Per igiene si intende il complesso delle norme riguardanti la pulizia e la cura della persona e degli ambienti. Definizione: disciplina appartenente alle scienze bio-sanitarie che, attraverso il potenziamento dei fattori utili alla salute e l’allontanamento o la correzione dei fattori responsabili delle malattie, tende a conseguire uno stato di completo benessere fisico, mentale e sociale dei singoli e della collettività.

Obiettivi

  • Promozione e tutela della salute
  • Prevenzione delle malattie

Mezzi

  • Individuazione e potenziamento di tutti i possibili fattori positivi di benessere
  • Evidenziazione e correzione di tutti i fattori causali delle malattie

L'igiene è sinonimo di medicina preventiva, applicando mezzi e procedure mediche per prevenire le malattie. Il fine ideale cui tendono l’igiene e la medicina preventiva è che ogni persona nasca sana e mantenga il proprio stato di salute al più alto livello fino al naturale compimento della vita.

Scopi della prevenzione

  • Ridurre il numero di casi di malattia
  • Ridurre le sofferenze fisiche e psichiche
  • Migliorare la qualità della vita
  • Ridurre la spesa sanitaria

Medicina clinica: compito di curare e possibilmente guarire il singolo individuo. Medicina preventiva: compito di promuovere la salute e prevenire le malattie intervenendo sull'intera comunità -> sanità pubblica. La sanità pubblica è quel settore dell'igiene che ha il compito di affrontare i problemi sanitari a livello di popolazione applicando nella pratica i principi e i metodi della medicina preventiva.
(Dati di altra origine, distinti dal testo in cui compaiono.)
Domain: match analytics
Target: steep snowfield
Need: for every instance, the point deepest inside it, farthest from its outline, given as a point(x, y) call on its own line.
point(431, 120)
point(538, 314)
La sanità pubblica è un'organizzazione che mobilita risorse scientifiche, tecniche, professionali ed economiche per risolvere i problemi sanitari delle popolazioni a livello:

  • Locale
  • Regionale
  • Nazionale
  • Mondiale

La sanità pubblica ha anche compiti di programmazione e organizzazione dei servizi sanitari: valuta gli interventi sanitari sulla base dei bisogni della popolazione e, quindi, li programma e li organizza. Si avvale di:

  • Risorse della medicina clinica e preventiva
  • Risorse delle altre scienze: ingegneria, architettura, urbanistica, agricoltura, economia, psicologia, sociologia, antropologia -> salute per l'intera comunità

La dichiarazione di Alma-Ata

Conferenza Internazionale sull'assistenza sanitaria primaria, 6-12/9/1978. Salute per tutti entro il 2000. La salute è un fondamentale diritto umano. Il raggiungimento del più alto livello possibile di salute è il più importante obiettivo sociale mondiale la cui realizzazione richiede l’azione di molti altri settori sociali ed economici in aggiunta a quello sanitario.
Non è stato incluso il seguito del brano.